The overall LGBTQH homicide rate decreased by 16.7% from 2011, which had the highest homicide rate of all time. The overall rate of violence inflicted on LGBTQH people remained relatively consistent, with a 4% decrease from 2011. Some of the groups most likely to experience hate violence included transgender people (particularly transgender women), people of color (particularly transgender people of color), and gay men. Young people, homeless people, and people with disabilities were also disproportionately represented. In all reported homicides involving transgender people, the victims were women.
People of color, transgender people, and gender non-conforming people continued to experience higher rates of homicide in 2012. LGBTQH people of color represented 53% of total reported survivors and victims of all hate crimes, but 73.1% of homicide victims. Black and African-American people were particularly overrepresented in the homicide rates: over half of reported hate murders had Black or African-American victims, even though Black and African American people made up only 15% of total survivors and victims of hate crimes overall.

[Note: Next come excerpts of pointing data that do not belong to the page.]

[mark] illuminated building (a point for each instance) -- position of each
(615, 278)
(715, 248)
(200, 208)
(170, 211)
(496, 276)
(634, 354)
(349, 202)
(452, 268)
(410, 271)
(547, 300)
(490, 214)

The percentage of reported disabled survivors and victims skyrocketed from 11% in 2011 to 40% in 2012, a dramatic increase that can probably be attributed to more accurate reporting of disability than in previous years. Homelessness also renders LGBTQH people more vulnerable to violence: 19% of respondents had been homeless at some point in their lives, and 11% had been evicted based on their gender identity or expression.
This report, as well as the recent string of violent hate crimes in New York, is a reminder that violence against the LGBTQH community, and particularly marginalized groups within that community, is an ongoing problem which is too urgent to ignore.
"Anti-LGBT violence is a reminder that our work in the LGBT community isn't done," said GLAAD National Spokesperson Wilson Cruz. "GLAAD is dedicated to elevating the stories of real people behind these statistics as a way to educate the media until violence against the LGBT community, and particularly transgender women of color, is completely eliminated from our society."